Measuring the Viscosity and Time Correlation Functions in a Microscopic Model of a Microemulsion

TL;DR

This paper uses a dynamical lattice model to study viscosity and velocity correlations in microemulsions, revealing anomalous viscosities and complex relaxation behaviors consistent with stretched exponential laws.

Contribution

It introduces a microscopic lattice model to analyze viscosity and relaxation in microemulsions, providing new insights into their dynamic properties.

Findings

Evidence of anomalous viscosities in microemulsions

Velocity autocorrelation functions fit stretched exponential laws

Observation of both enhanced and inhibited diffusion

Abstract

A dynamical lattice model is used to study the viscosity and the velocity-velocity autocorrelation function in a microemulsion phase.
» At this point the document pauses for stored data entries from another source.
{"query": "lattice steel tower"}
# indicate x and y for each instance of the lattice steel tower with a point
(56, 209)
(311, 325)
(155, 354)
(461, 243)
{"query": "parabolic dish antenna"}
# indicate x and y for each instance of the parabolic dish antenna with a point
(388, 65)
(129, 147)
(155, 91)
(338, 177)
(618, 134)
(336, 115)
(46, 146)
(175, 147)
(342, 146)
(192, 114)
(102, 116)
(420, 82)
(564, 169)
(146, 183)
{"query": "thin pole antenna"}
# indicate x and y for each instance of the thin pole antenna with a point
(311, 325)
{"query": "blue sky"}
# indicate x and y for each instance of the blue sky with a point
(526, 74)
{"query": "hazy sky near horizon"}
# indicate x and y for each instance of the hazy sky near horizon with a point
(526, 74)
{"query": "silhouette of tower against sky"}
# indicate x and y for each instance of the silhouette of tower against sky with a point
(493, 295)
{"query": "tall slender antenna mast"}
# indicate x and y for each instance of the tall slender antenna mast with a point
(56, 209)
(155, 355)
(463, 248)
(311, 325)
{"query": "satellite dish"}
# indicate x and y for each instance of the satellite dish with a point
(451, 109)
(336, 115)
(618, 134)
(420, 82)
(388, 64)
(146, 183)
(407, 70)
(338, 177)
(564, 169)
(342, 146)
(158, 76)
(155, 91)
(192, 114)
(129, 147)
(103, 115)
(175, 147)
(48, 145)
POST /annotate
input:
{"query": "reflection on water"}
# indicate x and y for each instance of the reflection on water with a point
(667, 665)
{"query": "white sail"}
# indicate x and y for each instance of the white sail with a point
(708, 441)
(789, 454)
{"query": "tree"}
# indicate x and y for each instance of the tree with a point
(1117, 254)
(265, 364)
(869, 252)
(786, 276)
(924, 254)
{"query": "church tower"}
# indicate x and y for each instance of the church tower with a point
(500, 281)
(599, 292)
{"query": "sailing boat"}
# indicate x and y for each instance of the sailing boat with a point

We find evidence of anomalous viscosities in these phases (relative to water-rich and/or oil-rich phases), in qualitative agreement with other results. We also investigate the dynamic relaxation in the microemulsion phase. It has been suggested that the temporal relaxation in the microemulsion phase may be described by a stretched exponential Kolrausch-Williams-Watts law. In our model, we find the velocity-velocity autocorrelation function fits this law, showing both enhanced (b>1) and inhibited (b<1) diffusion.